By Anasse Bari, Mohamed Chaouchi, Tommy Jung

Before you can extract groups of similar data items from your dataset for your predictive analysis project, you might need to represent your data in a tabular format known as a data matrix. This is a preprocessing step that comes before data clustering.

How to create a predictive analysis matrix of terms in documents

Suppose the dataset that you’re about to analyze is contained in a set of Microsoft Word documents. The first thing you need to do is to convert the set of documents into a data matrix. Several commercial and open-source tools can handle that task, producing a matrix, in which each row corresponds to a document in the dataset. Examples of these tools include RapidMiner, and R text-mining packages.

A document is, in essence, a set of words. A term is a set of one or multiple words.

Every term that a document contains is mentioned either once or several times in the same document. The number of times a term is mentioned in a document can be represented by term frequency (TF), a numerical value.

We construct the matrix of terms in the document as follows:

  • The terms that appear in all documents are listed across the top row.

  • Document titles are listed down the leftmost column

  • The numbers that appear inside the matrix cells correspond to each term’s frequency.

For instance, Document A is represented as set of numbers (5,16,0,19,0,0.) where 5 corresponds to the number of times the term predictive analytics is repeated, 16 corresponds to the number to times computer science is repeated, and so on. This is the simplest way to convert a set of documents into a matrix.

Predictive Analytics Computer Science Learning Clustering 2013 Anthropology
Document A 5 16 0 19 0 0
Document B 8 6 2 3 0 0
Document C 0 5 2 3 3 9
Document D 1 9 13 4 6 7
Document E 2 16 16 0 2 13
Document F 13 0 19 16 4 2

Basics of predictive analysis term selection

One challenge in clustering text documents is determining how to select the best terms to represent all documents in the collection. How important a term is in a collection of documents can be calculated in different ways.

If, for example, you count the number of times a term is repeated in a document and compare that total with how often it recurs in the whole collection, you get a sense of the term’s importance relative to other terms.

Basing the relative importance of a term on its frequency in a collection is often known as weighting.

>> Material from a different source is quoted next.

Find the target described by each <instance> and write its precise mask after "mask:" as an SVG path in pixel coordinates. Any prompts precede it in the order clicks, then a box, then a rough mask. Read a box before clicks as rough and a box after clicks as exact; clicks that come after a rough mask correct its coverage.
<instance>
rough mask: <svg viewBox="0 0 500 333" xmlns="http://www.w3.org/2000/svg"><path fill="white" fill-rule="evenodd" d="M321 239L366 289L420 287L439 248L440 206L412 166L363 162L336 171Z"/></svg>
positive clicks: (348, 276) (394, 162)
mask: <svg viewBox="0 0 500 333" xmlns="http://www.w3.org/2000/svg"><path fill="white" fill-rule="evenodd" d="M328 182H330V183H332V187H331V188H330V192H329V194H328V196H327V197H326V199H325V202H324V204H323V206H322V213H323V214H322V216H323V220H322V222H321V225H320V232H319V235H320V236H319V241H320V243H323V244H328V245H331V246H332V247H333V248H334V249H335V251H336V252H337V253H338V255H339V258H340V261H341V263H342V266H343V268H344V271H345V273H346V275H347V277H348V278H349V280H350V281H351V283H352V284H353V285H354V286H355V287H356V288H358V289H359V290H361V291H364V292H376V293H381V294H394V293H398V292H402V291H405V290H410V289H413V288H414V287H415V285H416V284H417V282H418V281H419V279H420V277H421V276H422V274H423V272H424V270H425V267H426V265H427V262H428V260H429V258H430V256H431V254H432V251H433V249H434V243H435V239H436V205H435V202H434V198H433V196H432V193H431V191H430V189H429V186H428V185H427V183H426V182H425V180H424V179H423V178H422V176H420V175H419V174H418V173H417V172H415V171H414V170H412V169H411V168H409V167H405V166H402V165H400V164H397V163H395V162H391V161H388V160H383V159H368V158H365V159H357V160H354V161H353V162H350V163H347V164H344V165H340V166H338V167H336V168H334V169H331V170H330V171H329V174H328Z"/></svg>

The weight you assign can be based on two principles:

  • Terms that appear several times in a document are favored over terms that appear only once.

  • Terms that are used in relatively few documents are favored over terms that are mentioned in all documents.

If (for example) the term century is mentioned in all documents in your dataset, then you might not consider assigning it enough weight to have a column of its own in the matrix.

Similarly, if you’re dealing with a dataset of users of an online social network, you can easily convert that dataset into a matrix. User IDs or names will occupy the rows; the columns will list features that best describe those users.